The problem with face super resolution, however, goes beyond the disturbing bias issues that this particular method has. There is simply no real world use case for face super resolution. The story might be different for video games, or the next Avengers movie, but the limitless upscaling of human faces from unrecognizably degraded images simply has no place in the real world.

The researchers behind PULSE are aware of this, of course, and were quick to emphasize that PULSE cannot be utilized to identify people. We all know, however, that law enforcement will use it at some point, no matter the disclaimers. COMPAS has shown this much.

The original Duke press announcement had this line (emphasis mine): “The system cannot be used to identify people, the researchers say: It won’t turn an out-of-focus, unrecognizable photo from a security camera into a crystal clear image of a real person.

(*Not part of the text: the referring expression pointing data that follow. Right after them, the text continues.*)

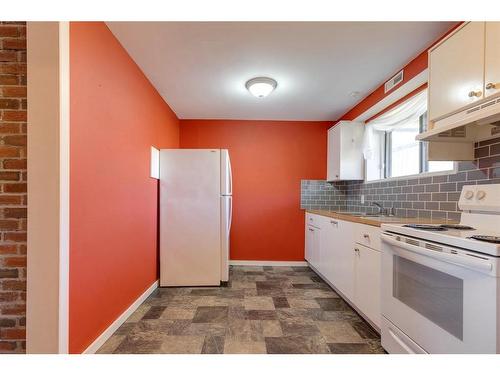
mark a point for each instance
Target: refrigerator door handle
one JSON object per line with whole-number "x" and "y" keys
{"x": 230, "y": 175}
{"x": 230, "y": 214}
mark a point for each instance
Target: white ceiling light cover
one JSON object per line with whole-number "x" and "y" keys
{"x": 261, "y": 87}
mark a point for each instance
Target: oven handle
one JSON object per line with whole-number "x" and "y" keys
{"x": 450, "y": 258}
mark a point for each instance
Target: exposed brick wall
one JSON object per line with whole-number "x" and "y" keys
{"x": 13, "y": 182}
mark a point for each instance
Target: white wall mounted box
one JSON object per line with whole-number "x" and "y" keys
{"x": 345, "y": 151}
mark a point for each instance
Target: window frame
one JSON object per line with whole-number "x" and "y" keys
{"x": 385, "y": 159}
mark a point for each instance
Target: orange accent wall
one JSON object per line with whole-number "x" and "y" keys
{"x": 116, "y": 115}
{"x": 269, "y": 158}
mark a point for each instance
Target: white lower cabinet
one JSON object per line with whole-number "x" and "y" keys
{"x": 338, "y": 245}
{"x": 352, "y": 268}
{"x": 367, "y": 284}
{"x": 313, "y": 246}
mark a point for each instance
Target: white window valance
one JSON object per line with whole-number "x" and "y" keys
{"x": 410, "y": 110}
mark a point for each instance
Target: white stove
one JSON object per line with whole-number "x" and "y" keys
{"x": 441, "y": 283}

Rather, it is capable of generating new faces that don’t exist, but look plausibly real.” In the meantime (after it went viral, as the commit history shows), the researchers behind PULSE have added a more extensive disclaimer to the project’s GitHub README.

In other words, the problem is this (from the Duke press release): “While the researchers focused on faces as a proof of concept, the same technique could in theory take low-res shots of almost anything and create sharp, realistic-looking pictures, with applications ranging from medicine and microscopy to astronomy and satellite imagery [...].”

Why faces then? Nothing good ever comes from face datasets, as Adam Harvey’s megapixels project reminds us. Deep learning has opened up a plethora of amazing possibilities in computer vision and beyond. None of them absolutely depend on (real world) face datasets. Yes, faces can be nicely aligned. Yes, faces are easy to come by. Yes, generating realistic faces is more impressive than generating realistic, I don’t know, vaccuums (to just pick a random ILSVRC-2012 class). The responsibility, however, that comes with face datasets, outweighs all of this. Malicious applications will always be, rightfully, presumed by default.

Update: In the meantime, the discussion continued and evolved, with many prominent AI and AI fairness researchers chiming in. Andrey Kurenkov has published a fantastic writeup of this continuing conversation in The Gradient, including lessons learned.